Since 2011, I have worked for The Renaissance Society at the University of Chicago in a freelance capacity to document a variety of performances, lectures and events. I am responsible for filming, editing and delivering video content for The Renaissance Society's archive and website.
This performance by artist Kevin Beasley was commissioned by The Renaissance Society and presented at the opening reception for exhibition Between the Ticks of the Watch on April 24, 2016.
Performers: Matthew Davis, Inès Dobelle, Finn Jubak, Adam Kerbel, Nabiha Khan, Hannah Kovacs, Charles Lee, Devin Mays, Ayanna Redwood-Crawford, Emilio Rojas, Maryam Taghavi, Angela Zhang
This reading, Ambiguity Forum, was staged at the Renaissance Society on Jan 14, 2017, as part of the program accompanying Sadie Benning's exhibition Shared Eye (Nov 19 - Jan 22, 2017).
In both form and content, Sadie Benning’s works often suggest how indeterminacy or ambiguity can take on a political dimension or an active quality.

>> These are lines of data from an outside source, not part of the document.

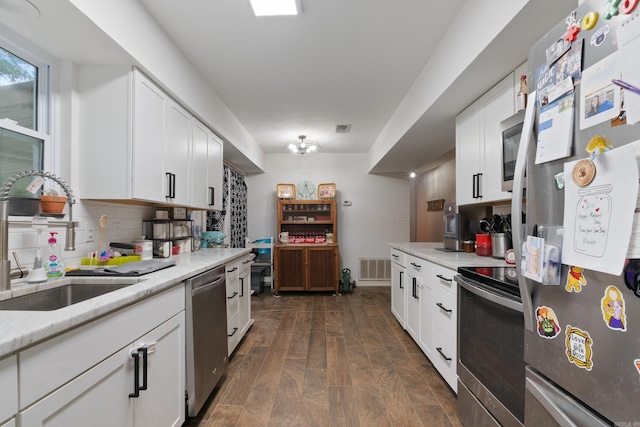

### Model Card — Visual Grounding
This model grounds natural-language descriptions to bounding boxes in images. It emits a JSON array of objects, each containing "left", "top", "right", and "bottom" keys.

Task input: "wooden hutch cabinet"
[{"left": 274, "top": 199, "right": 339, "bottom": 294}]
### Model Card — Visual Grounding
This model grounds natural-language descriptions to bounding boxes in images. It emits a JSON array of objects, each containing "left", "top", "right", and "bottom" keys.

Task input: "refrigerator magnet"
[
  {"left": 565, "top": 325, "right": 594, "bottom": 371},
  {"left": 634, "top": 359, "right": 640, "bottom": 375},
  {"left": 536, "top": 306, "right": 561, "bottom": 339},
  {"left": 566, "top": 266, "right": 587, "bottom": 292},
  {"left": 601, "top": 285, "right": 627, "bottom": 331},
  {"left": 571, "top": 159, "right": 596, "bottom": 186}
]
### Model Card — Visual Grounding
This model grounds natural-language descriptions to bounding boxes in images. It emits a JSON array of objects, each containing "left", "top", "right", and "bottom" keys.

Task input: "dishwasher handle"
[{"left": 191, "top": 275, "right": 225, "bottom": 297}]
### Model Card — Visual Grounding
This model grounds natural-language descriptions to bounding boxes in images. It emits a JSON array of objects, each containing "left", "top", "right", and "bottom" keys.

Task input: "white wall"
[{"left": 246, "top": 153, "right": 410, "bottom": 285}]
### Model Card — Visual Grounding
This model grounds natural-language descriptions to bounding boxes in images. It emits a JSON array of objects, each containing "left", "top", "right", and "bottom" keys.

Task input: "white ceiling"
[{"left": 0, "top": 0, "right": 577, "bottom": 175}]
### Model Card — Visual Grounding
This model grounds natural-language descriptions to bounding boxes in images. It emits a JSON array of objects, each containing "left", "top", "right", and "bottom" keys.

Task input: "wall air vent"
[
  {"left": 334, "top": 124, "right": 351, "bottom": 134},
  {"left": 358, "top": 258, "right": 391, "bottom": 281}
]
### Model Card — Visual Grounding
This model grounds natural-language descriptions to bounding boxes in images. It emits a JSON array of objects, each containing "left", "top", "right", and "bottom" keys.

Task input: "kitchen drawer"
[
  {"left": 431, "top": 328, "right": 457, "bottom": 393},
  {"left": 227, "top": 311, "right": 239, "bottom": 356},
  {"left": 226, "top": 261, "right": 240, "bottom": 281},
  {"left": 238, "top": 254, "right": 253, "bottom": 275},
  {"left": 430, "top": 263, "right": 457, "bottom": 294},
  {"left": 433, "top": 285, "right": 457, "bottom": 341},
  {"left": 406, "top": 254, "right": 428, "bottom": 281},
  {"left": 0, "top": 355, "right": 17, "bottom": 423},
  {"left": 390, "top": 248, "right": 406, "bottom": 267},
  {"left": 226, "top": 284, "right": 239, "bottom": 319}
]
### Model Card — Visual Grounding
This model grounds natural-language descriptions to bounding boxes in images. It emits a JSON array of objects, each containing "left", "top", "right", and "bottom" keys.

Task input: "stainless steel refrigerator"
[{"left": 513, "top": 0, "right": 640, "bottom": 425}]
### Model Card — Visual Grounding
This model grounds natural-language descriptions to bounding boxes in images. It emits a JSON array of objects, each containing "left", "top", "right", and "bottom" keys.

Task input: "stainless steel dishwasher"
[{"left": 185, "top": 264, "right": 228, "bottom": 417}]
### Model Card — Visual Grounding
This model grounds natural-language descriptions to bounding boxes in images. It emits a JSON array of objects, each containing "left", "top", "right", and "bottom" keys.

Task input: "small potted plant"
[{"left": 39, "top": 189, "right": 67, "bottom": 214}]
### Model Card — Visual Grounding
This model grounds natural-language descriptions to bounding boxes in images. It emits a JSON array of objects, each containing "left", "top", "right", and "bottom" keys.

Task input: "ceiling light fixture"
[
  {"left": 249, "top": 0, "right": 300, "bottom": 16},
  {"left": 284, "top": 135, "right": 320, "bottom": 156}
]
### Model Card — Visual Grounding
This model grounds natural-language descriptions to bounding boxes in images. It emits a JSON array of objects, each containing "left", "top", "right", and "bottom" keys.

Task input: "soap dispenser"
[{"left": 43, "top": 232, "right": 65, "bottom": 278}]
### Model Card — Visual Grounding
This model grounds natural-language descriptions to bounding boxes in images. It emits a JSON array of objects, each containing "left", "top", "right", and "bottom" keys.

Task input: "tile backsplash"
[{"left": 8, "top": 200, "right": 156, "bottom": 272}]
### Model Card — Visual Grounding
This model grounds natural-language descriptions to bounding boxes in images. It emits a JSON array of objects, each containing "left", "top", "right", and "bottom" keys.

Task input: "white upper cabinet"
[
  {"left": 79, "top": 67, "right": 220, "bottom": 209},
  {"left": 456, "top": 73, "right": 515, "bottom": 205},
  {"left": 191, "top": 118, "right": 223, "bottom": 210}
]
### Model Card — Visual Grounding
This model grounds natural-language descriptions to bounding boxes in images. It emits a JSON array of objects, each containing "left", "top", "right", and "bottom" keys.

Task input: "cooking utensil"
[{"left": 479, "top": 218, "right": 494, "bottom": 233}]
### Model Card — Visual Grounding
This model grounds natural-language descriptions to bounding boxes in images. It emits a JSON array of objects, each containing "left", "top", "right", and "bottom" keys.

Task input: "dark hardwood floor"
[{"left": 184, "top": 286, "right": 461, "bottom": 427}]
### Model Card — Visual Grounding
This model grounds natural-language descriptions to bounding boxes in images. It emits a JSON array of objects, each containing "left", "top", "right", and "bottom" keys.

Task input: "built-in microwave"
[{"left": 500, "top": 110, "right": 525, "bottom": 192}]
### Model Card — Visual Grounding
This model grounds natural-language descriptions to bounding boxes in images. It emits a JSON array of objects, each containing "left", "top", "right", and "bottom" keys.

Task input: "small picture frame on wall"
[
  {"left": 318, "top": 183, "right": 336, "bottom": 199},
  {"left": 277, "top": 183, "right": 296, "bottom": 199}
]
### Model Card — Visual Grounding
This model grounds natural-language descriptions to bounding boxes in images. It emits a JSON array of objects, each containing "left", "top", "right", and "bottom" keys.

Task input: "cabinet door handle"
[
  {"left": 227, "top": 291, "right": 238, "bottom": 299},
  {"left": 165, "top": 173, "right": 176, "bottom": 198},
  {"left": 166, "top": 172, "right": 172, "bottom": 198},
  {"left": 228, "top": 327, "right": 238, "bottom": 337},
  {"left": 436, "top": 347, "right": 452, "bottom": 361},
  {"left": 476, "top": 173, "right": 483, "bottom": 198},
  {"left": 399, "top": 271, "right": 403, "bottom": 289},
  {"left": 472, "top": 174, "right": 478, "bottom": 199},
  {"left": 436, "top": 302, "right": 452, "bottom": 313},
  {"left": 128, "top": 347, "right": 147, "bottom": 397},
  {"left": 240, "top": 277, "right": 244, "bottom": 297},
  {"left": 139, "top": 347, "right": 148, "bottom": 391},
  {"left": 208, "top": 187, "right": 215, "bottom": 206},
  {"left": 436, "top": 274, "right": 452, "bottom": 282}
]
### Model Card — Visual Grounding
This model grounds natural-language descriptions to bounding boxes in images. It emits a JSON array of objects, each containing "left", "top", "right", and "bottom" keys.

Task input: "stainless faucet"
[{"left": 0, "top": 170, "right": 77, "bottom": 290}]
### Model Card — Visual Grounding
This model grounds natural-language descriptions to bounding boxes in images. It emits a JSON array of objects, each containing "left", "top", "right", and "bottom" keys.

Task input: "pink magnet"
[
  {"left": 619, "top": 0, "right": 639, "bottom": 14},
  {"left": 565, "top": 25, "right": 580, "bottom": 42}
]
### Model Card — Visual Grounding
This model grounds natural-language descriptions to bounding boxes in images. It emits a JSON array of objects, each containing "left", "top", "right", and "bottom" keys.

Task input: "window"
[
  {"left": 0, "top": 31, "right": 52, "bottom": 194},
  {"left": 0, "top": 46, "right": 38, "bottom": 130}
]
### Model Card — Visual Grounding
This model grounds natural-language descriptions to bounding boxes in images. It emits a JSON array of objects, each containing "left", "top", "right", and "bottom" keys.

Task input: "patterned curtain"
[{"left": 206, "top": 165, "right": 247, "bottom": 248}]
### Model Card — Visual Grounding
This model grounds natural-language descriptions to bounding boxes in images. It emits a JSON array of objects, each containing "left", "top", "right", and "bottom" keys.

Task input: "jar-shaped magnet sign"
[{"left": 574, "top": 184, "right": 612, "bottom": 257}]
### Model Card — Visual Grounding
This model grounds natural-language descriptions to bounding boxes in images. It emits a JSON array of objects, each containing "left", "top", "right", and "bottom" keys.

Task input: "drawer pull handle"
[
  {"left": 228, "top": 327, "right": 238, "bottom": 337},
  {"left": 410, "top": 262, "right": 421, "bottom": 268},
  {"left": 436, "top": 347, "right": 452, "bottom": 362},
  {"left": 392, "top": 254, "right": 399, "bottom": 258},
  {"left": 436, "top": 302, "right": 452, "bottom": 313},
  {"left": 227, "top": 291, "right": 238, "bottom": 299},
  {"left": 227, "top": 267, "right": 238, "bottom": 273},
  {"left": 436, "top": 274, "right": 452, "bottom": 282}
]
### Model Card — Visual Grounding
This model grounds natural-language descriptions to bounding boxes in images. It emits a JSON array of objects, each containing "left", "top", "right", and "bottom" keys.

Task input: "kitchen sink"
[{"left": 0, "top": 281, "right": 138, "bottom": 311}]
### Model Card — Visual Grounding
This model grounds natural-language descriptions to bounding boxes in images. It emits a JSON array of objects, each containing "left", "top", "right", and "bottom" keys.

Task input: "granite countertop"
[
  {"left": 0, "top": 248, "right": 250, "bottom": 358},
  {"left": 388, "top": 242, "right": 509, "bottom": 270}
]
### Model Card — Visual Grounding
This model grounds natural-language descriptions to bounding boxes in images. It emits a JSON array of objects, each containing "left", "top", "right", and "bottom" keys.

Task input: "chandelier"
[{"left": 284, "top": 135, "right": 320, "bottom": 156}]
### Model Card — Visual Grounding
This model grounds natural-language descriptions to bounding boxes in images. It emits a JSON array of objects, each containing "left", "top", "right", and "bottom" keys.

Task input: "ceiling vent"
[{"left": 334, "top": 124, "right": 351, "bottom": 134}]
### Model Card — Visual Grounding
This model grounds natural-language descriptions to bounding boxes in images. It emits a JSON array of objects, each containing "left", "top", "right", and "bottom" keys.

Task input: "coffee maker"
[{"left": 443, "top": 203, "right": 462, "bottom": 251}]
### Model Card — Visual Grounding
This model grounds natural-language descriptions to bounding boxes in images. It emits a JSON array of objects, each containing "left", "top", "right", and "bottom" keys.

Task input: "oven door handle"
[{"left": 457, "top": 276, "right": 523, "bottom": 312}]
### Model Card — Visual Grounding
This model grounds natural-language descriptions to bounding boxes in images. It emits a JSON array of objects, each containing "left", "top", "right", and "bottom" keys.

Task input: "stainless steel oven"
[{"left": 455, "top": 267, "right": 525, "bottom": 427}]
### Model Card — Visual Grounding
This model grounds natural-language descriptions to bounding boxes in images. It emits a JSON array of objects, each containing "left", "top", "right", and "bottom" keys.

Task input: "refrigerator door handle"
[{"left": 512, "top": 90, "right": 537, "bottom": 332}]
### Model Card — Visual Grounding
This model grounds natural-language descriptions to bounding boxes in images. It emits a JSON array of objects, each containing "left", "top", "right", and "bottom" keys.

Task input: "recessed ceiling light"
[
  {"left": 249, "top": 0, "right": 300, "bottom": 16},
  {"left": 0, "top": 0, "right": 40, "bottom": 18}
]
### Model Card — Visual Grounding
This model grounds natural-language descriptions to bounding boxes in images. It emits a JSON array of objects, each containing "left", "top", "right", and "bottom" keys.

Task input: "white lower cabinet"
[
  {"left": 1, "top": 419, "right": 15, "bottom": 427},
  {"left": 0, "top": 356, "right": 17, "bottom": 425},
  {"left": 227, "top": 253, "right": 253, "bottom": 356},
  {"left": 390, "top": 248, "right": 406, "bottom": 327},
  {"left": 390, "top": 249, "right": 458, "bottom": 393},
  {"left": 238, "top": 256, "right": 253, "bottom": 337},
  {"left": 17, "top": 285, "right": 186, "bottom": 427},
  {"left": 417, "top": 277, "right": 433, "bottom": 359}
]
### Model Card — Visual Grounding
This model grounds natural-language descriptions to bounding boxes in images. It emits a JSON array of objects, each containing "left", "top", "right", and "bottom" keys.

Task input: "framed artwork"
[
  {"left": 318, "top": 183, "right": 336, "bottom": 199},
  {"left": 277, "top": 183, "right": 296, "bottom": 199}
]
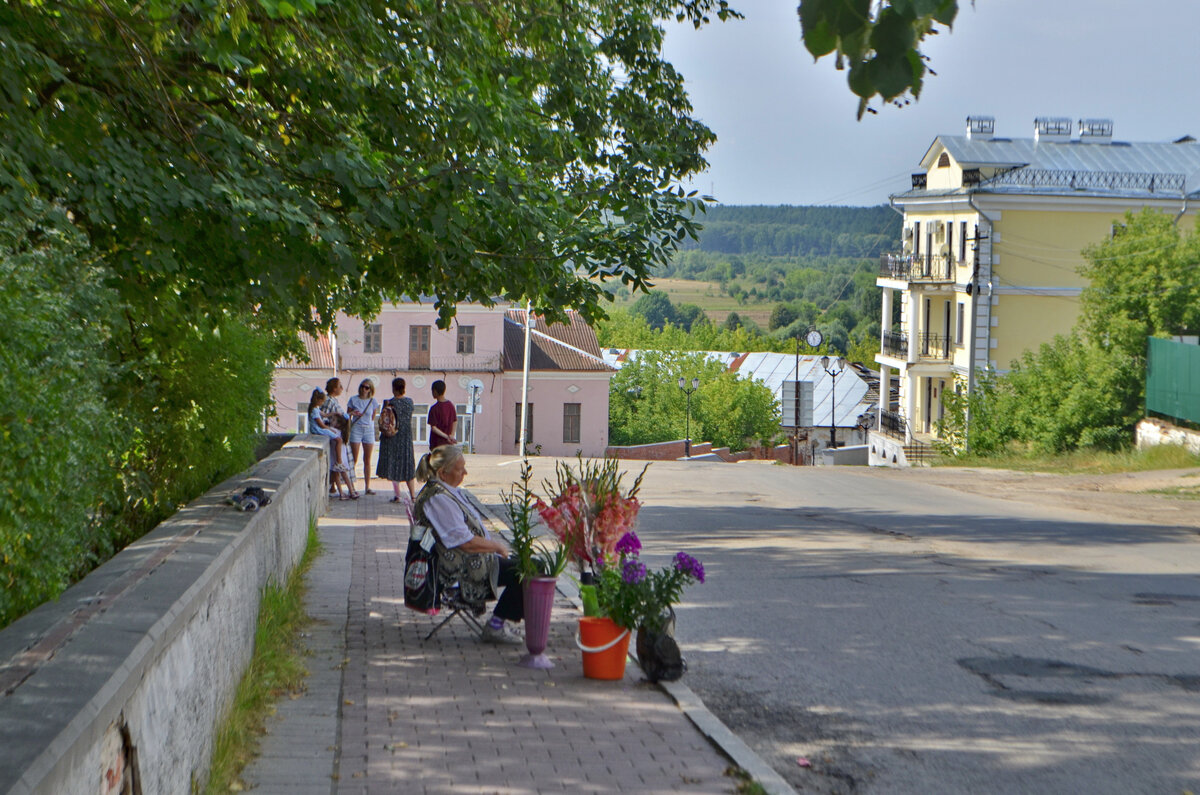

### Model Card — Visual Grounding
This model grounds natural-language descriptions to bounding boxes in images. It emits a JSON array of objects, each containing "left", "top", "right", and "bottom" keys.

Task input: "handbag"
[{"left": 404, "top": 524, "right": 439, "bottom": 612}]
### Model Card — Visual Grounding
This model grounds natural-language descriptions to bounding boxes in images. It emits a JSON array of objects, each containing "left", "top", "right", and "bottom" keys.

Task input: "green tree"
[
  {"left": 608, "top": 351, "right": 780, "bottom": 452},
  {"left": 0, "top": 0, "right": 738, "bottom": 626},
  {"left": 632, "top": 292, "right": 680, "bottom": 331},
  {"left": 769, "top": 303, "right": 798, "bottom": 331},
  {"left": 1081, "top": 211, "right": 1200, "bottom": 357}
]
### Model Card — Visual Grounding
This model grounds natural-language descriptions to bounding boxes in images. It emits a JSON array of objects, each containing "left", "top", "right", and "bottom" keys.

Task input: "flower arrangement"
[
  {"left": 594, "top": 531, "right": 705, "bottom": 632},
  {"left": 501, "top": 462, "right": 570, "bottom": 582},
  {"left": 536, "top": 456, "right": 648, "bottom": 579}
]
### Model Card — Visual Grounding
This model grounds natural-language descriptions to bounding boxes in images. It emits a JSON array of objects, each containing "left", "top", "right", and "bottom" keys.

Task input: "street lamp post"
[
  {"left": 678, "top": 376, "right": 699, "bottom": 457},
  {"left": 820, "top": 355, "right": 846, "bottom": 450}
]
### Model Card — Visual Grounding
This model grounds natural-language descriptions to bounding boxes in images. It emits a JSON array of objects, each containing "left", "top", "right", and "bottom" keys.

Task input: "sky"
[{"left": 661, "top": 0, "right": 1200, "bottom": 207}]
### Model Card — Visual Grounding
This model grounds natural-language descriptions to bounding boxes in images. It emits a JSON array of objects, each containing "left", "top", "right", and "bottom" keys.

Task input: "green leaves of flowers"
[{"left": 798, "top": 0, "right": 959, "bottom": 118}]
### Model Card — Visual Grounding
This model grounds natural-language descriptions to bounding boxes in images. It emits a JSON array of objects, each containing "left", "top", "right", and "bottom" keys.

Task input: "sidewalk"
[{"left": 242, "top": 466, "right": 789, "bottom": 794}]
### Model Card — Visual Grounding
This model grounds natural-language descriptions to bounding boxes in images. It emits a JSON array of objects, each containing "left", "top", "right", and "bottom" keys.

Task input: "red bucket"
[{"left": 577, "top": 617, "right": 631, "bottom": 680}]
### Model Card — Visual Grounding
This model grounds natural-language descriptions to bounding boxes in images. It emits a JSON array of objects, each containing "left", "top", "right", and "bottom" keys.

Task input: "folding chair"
[{"left": 403, "top": 502, "right": 486, "bottom": 641}]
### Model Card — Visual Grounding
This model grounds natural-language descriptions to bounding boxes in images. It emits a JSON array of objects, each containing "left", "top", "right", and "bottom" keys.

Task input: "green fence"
[{"left": 1146, "top": 337, "right": 1200, "bottom": 424}]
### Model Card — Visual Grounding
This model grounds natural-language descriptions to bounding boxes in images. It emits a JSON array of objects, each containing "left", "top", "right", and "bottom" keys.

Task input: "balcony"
[
  {"left": 879, "top": 252, "right": 954, "bottom": 283},
  {"left": 340, "top": 350, "right": 502, "bottom": 372},
  {"left": 917, "top": 334, "right": 951, "bottom": 360},
  {"left": 880, "top": 332, "right": 950, "bottom": 361},
  {"left": 881, "top": 331, "right": 907, "bottom": 358},
  {"left": 429, "top": 352, "right": 502, "bottom": 372}
]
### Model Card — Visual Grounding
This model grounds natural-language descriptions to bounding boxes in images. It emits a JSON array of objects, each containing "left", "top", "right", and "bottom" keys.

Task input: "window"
[
  {"left": 514, "top": 402, "right": 533, "bottom": 445},
  {"left": 959, "top": 221, "right": 968, "bottom": 261},
  {"left": 364, "top": 323, "right": 382, "bottom": 354},
  {"left": 563, "top": 403, "right": 581, "bottom": 444},
  {"left": 912, "top": 221, "right": 920, "bottom": 257},
  {"left": 937, "top": 152, "right": 950, "bottom": 168},
  {"left": 455, "top": 404, "right": 471, "bottom": 444},
  {"left": 409, "top": 325, "right": 430, "bottom": 369},
  {"left": 457, "top": 325, "right": 475, "bottom": 355},
  {"left": 297, "top": 402, "right": 310, "bottom": 433},
  {"left": 956, "top": 303, "right": 965, "bottom": 346},
  {"left": 946, "top": 222, "right": 953, "bottom": 262},
  {"left": 412, "top": 404, "right": 429, "bottom": 443}
]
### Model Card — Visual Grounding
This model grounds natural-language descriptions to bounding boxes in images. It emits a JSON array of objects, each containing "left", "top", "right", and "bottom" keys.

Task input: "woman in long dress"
[{"left": 376, "top": 377, "right": 416, "bottom": 503}]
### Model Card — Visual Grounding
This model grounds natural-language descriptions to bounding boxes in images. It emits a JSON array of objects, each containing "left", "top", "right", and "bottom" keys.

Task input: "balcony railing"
[
  {"left": 917, "top": 334, "right": 951, "bottom": 360},
  {"left": 879, "top": 409, "right": 908, "bottom": 441},
  {"left": 880, "top": 332, "right": 951, "bottom": 361},
  {"left": 879, "top": 252, "right": 954, "bottom": 282},
  {"left": 429, "top": 352, "right": 503, "bottom": 372},
  {"left": 340, "top": 350, "right": 502, "bottom": 372},
  {"left": 881, "top": 331, "right": 907, "bottom": 358}
]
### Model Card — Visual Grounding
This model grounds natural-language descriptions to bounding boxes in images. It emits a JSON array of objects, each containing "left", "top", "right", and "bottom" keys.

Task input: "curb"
[{"left": 477, "top": 499, "right": 797, "bottom": 795}]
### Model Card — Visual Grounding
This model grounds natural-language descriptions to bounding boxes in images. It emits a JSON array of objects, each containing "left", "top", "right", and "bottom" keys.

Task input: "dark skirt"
[{"left": 376, "top": 397, "right": 416, "bottom": 482}]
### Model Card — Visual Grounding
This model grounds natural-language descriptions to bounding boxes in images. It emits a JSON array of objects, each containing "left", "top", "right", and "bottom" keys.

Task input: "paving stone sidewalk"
[{"left": 243, "top": 490, "right": 740, "bottom": 794}]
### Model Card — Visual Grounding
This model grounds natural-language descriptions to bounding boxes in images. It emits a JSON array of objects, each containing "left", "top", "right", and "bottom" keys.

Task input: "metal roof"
[
  {"left": 601, "top": 349, "right": 874, "bottom": 429},
  {"left": 908, "top": 135, "right": 1200, "bottom": 199}
]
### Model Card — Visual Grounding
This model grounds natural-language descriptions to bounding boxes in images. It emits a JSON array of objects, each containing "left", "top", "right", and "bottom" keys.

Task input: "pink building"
[{"left": 267, "top": 302, "right": 615, "bottom": 457}]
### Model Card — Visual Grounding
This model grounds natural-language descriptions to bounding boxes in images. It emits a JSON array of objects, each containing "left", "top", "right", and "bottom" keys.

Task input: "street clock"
[{"left": 805, "top": 328, "right": 824, "bottom": 348}]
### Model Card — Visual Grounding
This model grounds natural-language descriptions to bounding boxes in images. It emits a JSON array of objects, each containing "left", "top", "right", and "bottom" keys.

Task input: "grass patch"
[
  {"left": 941, "top": 443, "right": 1200, "bottom": 475},
  {"left": 205, "top": 518, "right": 321, "bottom": 794},
  {"left": 725, "top": 766, "right": 769, "bottom": 794}
]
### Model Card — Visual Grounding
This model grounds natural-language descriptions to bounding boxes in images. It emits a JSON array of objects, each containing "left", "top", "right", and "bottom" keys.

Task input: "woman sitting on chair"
[{"left": 413, "top": 445, "right": 524, "bottom": 645}]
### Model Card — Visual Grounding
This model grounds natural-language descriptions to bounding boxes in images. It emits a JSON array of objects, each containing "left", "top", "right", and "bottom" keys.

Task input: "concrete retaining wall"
[
  {"left": 0, "top": 436, "right": 328, "bottom": 795},
  {"left": 1136, "top": 417, "right": 1200, "bottom": 455}
]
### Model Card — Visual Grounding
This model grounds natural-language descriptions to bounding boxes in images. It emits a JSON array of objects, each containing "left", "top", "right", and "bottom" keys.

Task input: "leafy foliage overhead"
[
  {"left": 797, "top": 0, "right": 959, "bottom": 119},
  {"left": 0, "top": 0, "right": 736, "bottom": 332}
]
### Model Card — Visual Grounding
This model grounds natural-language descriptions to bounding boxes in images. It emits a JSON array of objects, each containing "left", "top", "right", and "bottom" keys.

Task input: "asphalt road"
[{"left": 619, "top": 461, "right": 1200, "bottom": 795}]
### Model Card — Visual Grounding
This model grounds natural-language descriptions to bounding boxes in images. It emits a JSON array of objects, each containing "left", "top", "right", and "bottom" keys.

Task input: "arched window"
[{"left": 937, "top": 152, "right": 951, "bottom": 168}]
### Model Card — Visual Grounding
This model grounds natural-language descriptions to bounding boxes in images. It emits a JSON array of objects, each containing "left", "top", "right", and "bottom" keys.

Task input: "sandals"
[
  {"left": 365, "top": 489, "right": 376, "bottom": 495},
  {"left": 349, "top": 492, "right": 360, "bottom": 500},
  {"left": 389, "top": 496, "right": 401, "bottom": 503}
]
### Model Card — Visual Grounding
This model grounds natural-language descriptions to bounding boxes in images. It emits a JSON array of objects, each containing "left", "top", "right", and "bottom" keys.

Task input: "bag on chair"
[{"left": 404, "top": 524, "right": 439, "bottom": 612}]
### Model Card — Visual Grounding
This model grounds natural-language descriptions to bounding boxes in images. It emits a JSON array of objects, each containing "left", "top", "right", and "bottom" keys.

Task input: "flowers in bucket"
[
  {"left": 594, "top": 531, "right": 705, "bottom": 633},
  {"left": 535, "top": 456, "right": 648, "bottom": 579}
]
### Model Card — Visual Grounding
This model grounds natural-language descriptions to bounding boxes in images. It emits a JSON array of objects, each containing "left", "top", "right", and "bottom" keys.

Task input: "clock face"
[{"left": 805, "top": 329, "right": 824, "bottom": 348}]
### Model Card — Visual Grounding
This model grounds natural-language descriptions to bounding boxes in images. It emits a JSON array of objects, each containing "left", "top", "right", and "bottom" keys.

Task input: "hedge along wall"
[{"left": 0, "top": 436, "right": 326, "bottom": 795}]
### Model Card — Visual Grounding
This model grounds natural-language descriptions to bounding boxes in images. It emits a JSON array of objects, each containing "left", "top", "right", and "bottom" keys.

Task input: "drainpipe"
[
  {"left": 1174, "top": 196, "right": 1189, "bottom": 226},
  {"left": 965, "top": 193, "right": 996, "bottom": 452}
]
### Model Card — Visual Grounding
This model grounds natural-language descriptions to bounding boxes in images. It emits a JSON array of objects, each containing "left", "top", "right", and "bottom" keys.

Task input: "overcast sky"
[{"left": 661, "top": 0, "right": 1200, "bottom": 207}]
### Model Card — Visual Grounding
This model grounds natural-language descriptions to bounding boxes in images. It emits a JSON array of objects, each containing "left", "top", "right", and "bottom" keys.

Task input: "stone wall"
[
  {"left": 604, "top": 440, "right": 794, "bottom": 464},
  {"left": 1136, "top": 417, "right": 1200, "bottom": 455},
  {"left": 0, "top": 436, "right": 328, "bottom": 795}
]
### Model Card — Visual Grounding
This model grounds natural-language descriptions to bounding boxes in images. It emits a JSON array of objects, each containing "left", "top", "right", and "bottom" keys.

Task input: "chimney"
[
  {"left": 966, "top": 116, "right": 995, "bottom": 141},
  {"left": 1077, "top": 118, "right": 1113, "bottom": 144},
  {"left": 1034, "top": 117, "right": 1073, "bottom": 143}
]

More generally, in many different contexts, ambiguity becomes a concept to contend with, whether as something to embrace, challenge, or question. A number of artists and writers were invited to send in short written responses to these ideas. Their replies were also joined by selected excerpts from other books, essays, and poems. A performative reading of these varied texts in the gallery space staged a polyphony of sorts, with different voices rising up within the exhibition.
The reading featured new contributions by Alex Chitty, Mashinka Firunts, David Getsy, Matthew Goulish, Sara Magenheimer, Jesse Malmed, Jennifer Reeder, and Steve Reinke.
Constance DeJong is a New York-based artist, writer, and performer for whom language and time, and experiences of the two unfolding together, are at the core of her practice. From her celebrated 1975 experimental novel Modern Love (reissued last year by Primary Information/Ugly Duckling Press) to more recent works like 2018’s Nightwriters, DeJong complicates traditional paradigms, from literary structures and chronological flow to representations of gender and sexuality.
For the opening of Let me consider it from here, DeJong presents Candle Night Radios Insomnia, a performance of four nocturnal narratives. “It’s always night, the night is place and state of mind and a sender-receiver ready zone for the person out night walking, frequency hopping. And for the sleepless person in bed, a candle burns, emitting presences, attracting visitors across centuries, keeping time — an inch is an hour on the candle clock.”